In [131]:
# standard library imports
import csv
import datetime as dt
import json
import os
import statistics
import time
import tqdm

# third-party imports
import numpy as np
import pandas as pd
import requests

# environment variables
from dotenv import load_dotenv
load_dotenv()
ANYDEALS_API_KEY = os.getenv("ANYDEAL_KEY")
# customisations - ensure tables show all columns
# pd.set_option("max_columns", 100)
print(ANYDEALS_API_KEY)

d0754faa36ea0d0d87c737908e13de1b56e857e5


In [45]:
def get_request(url, parameters=None):
    """Return json-formatted response of a get request using optional parameters.
    
    Parameters
    ----------
    url : string
    parameters : {'parameter': 'value'}
        parameters to pass as part of get request
    
    Returns
    -------
    json_data
        json-formatted response (dict-like)
    """
    try:
        response = requests.get(url=url, params=parameters)
    except SSLError as s:
        print('SSL Error:', s)
        
        for i in range(5, 0, -1):
            print('\rWaiting... ({})'.format(i), end='')
            time.sleep(1)
        print('\rRetrying.' + ' '*10)
        
        # recusively try again
        return get_request(url, parameters)
    
    if response:
        return response.json()
    else:
        # response is none usually means too many requests. Wait and try again 
        print('No response, waiting 10 seconds...')
        time.sleep(10)
        print('Retrying.')
        return get_request(url, parameters)

In [47]:
url = "https://steamspy.com/api.php"


# request 'all' from steam spy and parse into dataframe
json_data = {}

# get the first 3 pages of data, 3000 games in total
# steamspy lists 1000 games per page, sorted by popularity
for i in range(0,3):
    parameters = {'request': 'all', 'page': i}
    json_data.update(get_request(url, parameters))
    time.sleep(60) # sleep for 60 seconds to avoid rate limiting
steam_spy_all = pd.DataFrame.from_dict(json_data, orient='index')
steam_spy_all.to_csv('steam_spy_all_3000.csv')
# generate sorted app_list from steamspy data
app_list = steam_spy_all[['appid', 'name']].reset_index(drop=True)

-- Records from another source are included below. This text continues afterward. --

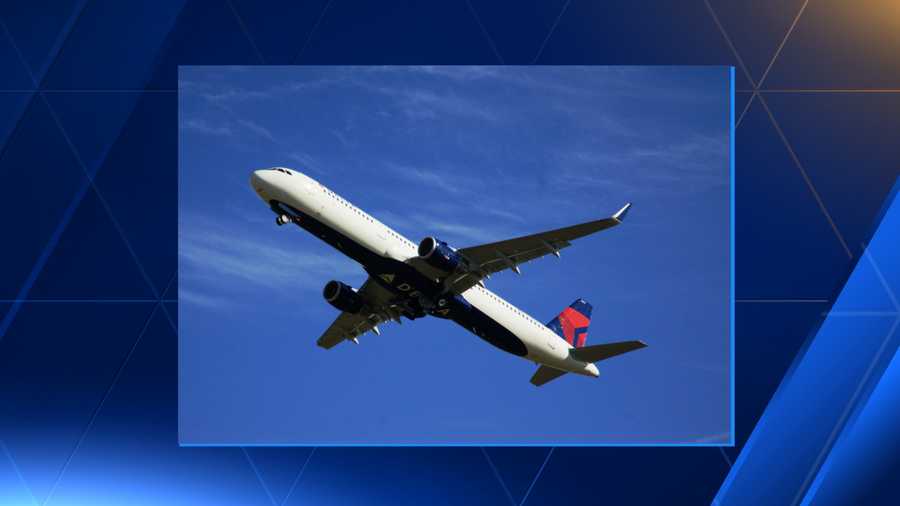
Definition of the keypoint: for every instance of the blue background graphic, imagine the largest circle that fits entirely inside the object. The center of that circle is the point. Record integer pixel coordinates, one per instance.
(88, 158)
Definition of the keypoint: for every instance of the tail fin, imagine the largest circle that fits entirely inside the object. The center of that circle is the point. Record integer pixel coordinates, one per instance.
(573, 322)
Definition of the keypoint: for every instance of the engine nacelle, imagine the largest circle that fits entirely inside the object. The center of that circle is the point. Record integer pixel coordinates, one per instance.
(342, 297)
(440, 255)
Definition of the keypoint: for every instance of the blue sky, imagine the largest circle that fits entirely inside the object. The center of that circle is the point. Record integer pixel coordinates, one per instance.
(470, 155)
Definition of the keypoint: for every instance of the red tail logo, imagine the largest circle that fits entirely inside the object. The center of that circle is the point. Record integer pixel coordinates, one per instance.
(572, 324)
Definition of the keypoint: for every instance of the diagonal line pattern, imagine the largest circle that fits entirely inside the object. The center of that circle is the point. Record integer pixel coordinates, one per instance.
(246, 32)
(783, 42)
(757, 86)
(484, 32)
(65, 33)
(21, 478)
(262, 482)
(103, 400)
(100, 196)
(299, 476)
(536, 477)
(312, 31)
(826, 447)
(734, 50)
(806, 179)
(551, 32)
(499, 478)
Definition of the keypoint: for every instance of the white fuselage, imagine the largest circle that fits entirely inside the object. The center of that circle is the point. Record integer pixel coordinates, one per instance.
(308, 195)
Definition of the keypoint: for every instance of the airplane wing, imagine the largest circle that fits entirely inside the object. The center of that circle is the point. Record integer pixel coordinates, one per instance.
(497, 256)
(350, 325)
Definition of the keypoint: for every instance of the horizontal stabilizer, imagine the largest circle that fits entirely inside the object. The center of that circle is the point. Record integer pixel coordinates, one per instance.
(600, 352)
(545, 374)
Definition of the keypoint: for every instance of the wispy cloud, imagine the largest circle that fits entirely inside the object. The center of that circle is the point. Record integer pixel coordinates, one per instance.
(216, 255)
(200, 299)
(427, 104)
(257, 129)
(459, 230)
(306, 161)
(204, 127)
(436, 179)
(699, 160)
(227, 128)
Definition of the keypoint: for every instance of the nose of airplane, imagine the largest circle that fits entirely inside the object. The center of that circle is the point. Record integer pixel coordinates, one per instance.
(256, 178)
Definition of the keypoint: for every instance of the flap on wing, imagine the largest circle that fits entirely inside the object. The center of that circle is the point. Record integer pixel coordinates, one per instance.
(600, 352)
(545, 374)
(349, 325)
(497, 256)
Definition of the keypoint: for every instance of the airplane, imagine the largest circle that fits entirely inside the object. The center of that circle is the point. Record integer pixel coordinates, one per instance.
(433, 278)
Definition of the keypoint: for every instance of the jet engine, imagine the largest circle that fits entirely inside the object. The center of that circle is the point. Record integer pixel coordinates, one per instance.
(441, 255)
(342, 297)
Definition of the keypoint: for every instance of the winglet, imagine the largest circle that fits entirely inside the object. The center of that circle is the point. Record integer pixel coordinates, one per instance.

# export disabled to keep consistency across download sessions
app_list.to_csv('app_list.csv', index=False)

# instead read from stored csv
app_list = pd.read_csv('app_list.csv')

# display first few rows
app_list.head()

Unnamed: 0,appid,name
0,570,Dota 2
1,730,Counter-Strike: Global Offensive
2,578080,PUBG: BATTLEGROUNDS
3,1623730,Palworld
4,440,Team Fortress 2


In [13]:
# get data for each appid from isthereanydeal.com
def get_shop_data():
    """Return json-formatted response of a get request using optional parameters.
    
    Parameters
    ----------
    appid : int
        appid of game to get data for
    
    Returns
    -------
    json_data
        json-formatted response (dict-like)
    """
    url = f"https://api.isthereanydeal.com/service/shops/v1"
    parameters = {"key": ANYDEALS_API_KEY}
    
    response = requests.get(url=url, params=parameters)
    return response.json()

In [51]:
shop_info = pd.DataFrame.from_dict(get_shop_data())

In [53]:
shop_info.to_csv('shop_info.csv', index=False)

In [176]:
def get_anydeal_id(appid):
    """
    Match the appid to the corresponding anydeal id, if it exists.
    return the mapping pair in a json.
    """
    url = f"https://api.isthereanydeal.com/games/lookup/v1"
    parameters = {'key': ANYDEALS_API_KEY,'appid': appid}
    # print(parameters)
    time.sleep(0.4) # sleep for 0.4 seconds before any request to avoid rate limiting
    response = requests.get(url=url, params=parameters)
    # print(response.json())
    return response.json()['game']['id']

def get_price_history(appid):
    """
    Get the price history of a game from a specific shop.
    """
    url = f"https://api.isthereanydeal.com/games/history/v2"
    parameters = {"key": ANYDEALS_API_KEY, 'id':appid, 'country':'US','since':'2000-01-01T00:00:00+01:00','shops':'61'}
    time.sleep(0.4)
    response = requests.get(url=url, params=parameters)
    return {'appid': appid, 'price_history': response.json()}

def get_anydeal_game_info(id):
    """
    Get the game info from anydeal using the steam id.
    """
    url = f"https://api.isthereanydeal.com/games/info/v2"
    id = get_anydeal_id(id)
    parameters = {'key': ANYDEALS_API_KEY,'id':id}
    time.sleep(0.4)
    response_info = requests.get(url=url, params=parameters)

    response_history = get_price_history(id)

    return [response_info.json(), response_history]

def get_batch_info_handler(app_list):
    """
    Create a master table of all games in the app_list, with their corresponding anydeal id.
    """
    master_json_list = []
    master_json_list_history = []
    for appid in app_list['appid']:
        print('now processing appid:', appid)
        master_json_list.append(get_anydeal_game_info(appid)[0])
        master_json_list_history.append(get_anydeal_game_info(appid)[1])
    return [master_json_list, master_json_list_history]

def create_master_game_info(batch_size, app_list,start, end, handler, filename):
    """
    Create a master table of all games in the app_list.
    As the API may fail at any point, we will write the table to local storage after each batch.
    Each batch is converted to a list of jsons. We write the list into a txt file.
    Any time a batch is processed, we will write it to local file.
    Any time a batch fails, we will read the local file and continue from the last batch.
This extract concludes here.